Stability of Slopes

General
Slopes can be natural or man-made slopes. Natural slopes (hilly areas) exist in nature and are formed
by natural causes whereas sides of cuttings, the slopes of embankments constructed for roads, railway
lines and canals and slopes of earth dams are examples for man-made slopes. These slopes can be
considered into two types such as Infinite and finite slopes.

1) Infinite slope: the slope is used to designate a constant slope of infinite extent. (mountain)
2) Finite slope: limited slopes (slopes of embankments and earth dams)

Stability of construction of earth dams, embankments and natural slopes are important.
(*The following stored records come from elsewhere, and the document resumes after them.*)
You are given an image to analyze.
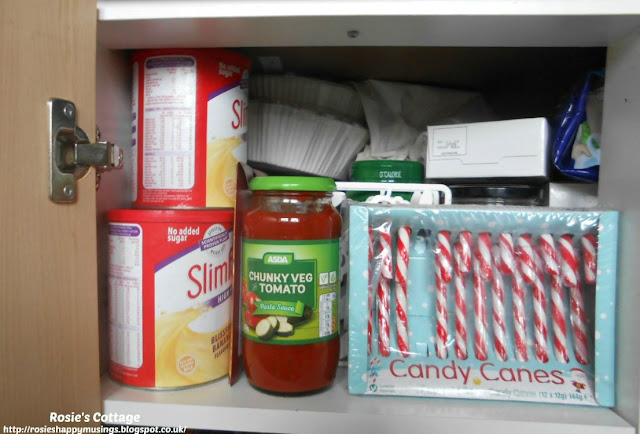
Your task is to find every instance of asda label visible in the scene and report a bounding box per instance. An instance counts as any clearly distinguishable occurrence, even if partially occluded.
[242,239,340,345]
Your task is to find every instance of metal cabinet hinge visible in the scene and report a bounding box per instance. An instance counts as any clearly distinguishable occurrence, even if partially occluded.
[49,98,123,203]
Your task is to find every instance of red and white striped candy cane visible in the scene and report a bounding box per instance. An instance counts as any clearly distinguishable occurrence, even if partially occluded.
[581,234,598,285]
[458,231,472,275]
[491,246,507,361]
[472,255,488,360]
[367,226,375,355]
[435,231,452,359]
[436,231,453,283]
[453,242,471,360]
[516,234,549,363]
[540,234,569,363]
[395,226,411,357]
[475,232,493,280]
[498,232,529,362]
[378,225,392,357]
[558,234,589,365]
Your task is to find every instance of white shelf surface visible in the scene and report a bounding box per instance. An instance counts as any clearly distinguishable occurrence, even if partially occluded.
[102,368,635,434]
[98,0,640,49]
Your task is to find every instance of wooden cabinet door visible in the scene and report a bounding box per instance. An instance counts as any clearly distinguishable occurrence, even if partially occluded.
[0,0,100,426]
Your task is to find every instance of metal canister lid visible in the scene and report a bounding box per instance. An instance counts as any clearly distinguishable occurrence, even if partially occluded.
[107,209,233,223]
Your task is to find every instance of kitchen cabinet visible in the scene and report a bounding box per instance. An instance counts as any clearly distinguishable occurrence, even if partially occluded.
[0,0,640,433]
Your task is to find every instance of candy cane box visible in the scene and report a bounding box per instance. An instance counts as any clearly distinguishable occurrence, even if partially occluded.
[348,205,618,407]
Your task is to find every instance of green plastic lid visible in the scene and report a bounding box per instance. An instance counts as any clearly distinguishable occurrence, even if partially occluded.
[351,160,424,184]
[249,176,336,191]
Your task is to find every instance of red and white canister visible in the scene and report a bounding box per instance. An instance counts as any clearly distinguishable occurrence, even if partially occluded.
[131,49,249,208]
[108,210,233,388]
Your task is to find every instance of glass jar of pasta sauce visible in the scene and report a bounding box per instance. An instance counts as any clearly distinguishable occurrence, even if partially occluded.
[242,176,342,394]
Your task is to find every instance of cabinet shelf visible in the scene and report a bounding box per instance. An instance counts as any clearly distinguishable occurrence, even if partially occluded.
[102,368,635,434]
[97,0,640,434]
[98,0,640,49]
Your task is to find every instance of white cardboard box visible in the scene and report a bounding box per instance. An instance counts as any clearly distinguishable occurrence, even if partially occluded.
[426,118,550,179]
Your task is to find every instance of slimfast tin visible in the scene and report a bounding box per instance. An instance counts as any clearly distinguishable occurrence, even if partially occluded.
[108,210,233,388]
[131,49,249,208]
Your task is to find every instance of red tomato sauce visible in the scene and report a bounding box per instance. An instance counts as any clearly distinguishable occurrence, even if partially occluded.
[242,191,342,393]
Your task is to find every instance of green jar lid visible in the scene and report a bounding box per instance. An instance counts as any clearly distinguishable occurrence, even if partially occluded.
[351,160,424,184]
[249,176,336,191]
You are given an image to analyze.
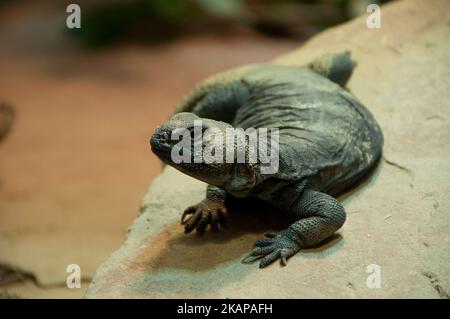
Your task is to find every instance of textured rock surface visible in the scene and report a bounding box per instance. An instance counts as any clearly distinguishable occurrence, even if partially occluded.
[87,1,450,298]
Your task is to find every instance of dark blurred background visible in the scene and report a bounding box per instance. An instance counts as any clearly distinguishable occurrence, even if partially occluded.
[0,0,384,298]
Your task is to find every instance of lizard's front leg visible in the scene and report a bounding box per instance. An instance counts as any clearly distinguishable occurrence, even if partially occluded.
[243,189,345,268]
[181,185,228,233]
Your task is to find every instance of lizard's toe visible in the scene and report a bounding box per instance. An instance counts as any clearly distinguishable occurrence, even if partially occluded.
[242,232,300,268]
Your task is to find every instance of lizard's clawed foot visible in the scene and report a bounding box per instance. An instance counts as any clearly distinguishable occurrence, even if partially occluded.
[181,199,228,233]
[242,230,300,268]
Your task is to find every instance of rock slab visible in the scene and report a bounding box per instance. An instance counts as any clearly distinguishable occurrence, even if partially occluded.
[86,0,450,298]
The results of
a slope failure can be often catastrophic, involving the loss of considerable property and many lives.
Causes of failure of slopes are

1. Gravitational force
2. Force due to seepage force
3. Erosion of the surface of slopes due to flowing water
4. Sudden lowering of water adjacent to a slope
5. Forces due to earthquakes

General Assumptions

1. Testing of samples to determine the cohesion and angle of internal friction- If the analysis is for
natural slope, it is necessary that the sample is undisturbed.
2. The study of items are known to enter but which cannot be accounted for in the computations-
progressive cracking, the effects of non-homogeneous nature of the typical soil
3. Computation- Assumed that the problem is two-dimensional, which theoretically requires a long
length of slope normal to the section.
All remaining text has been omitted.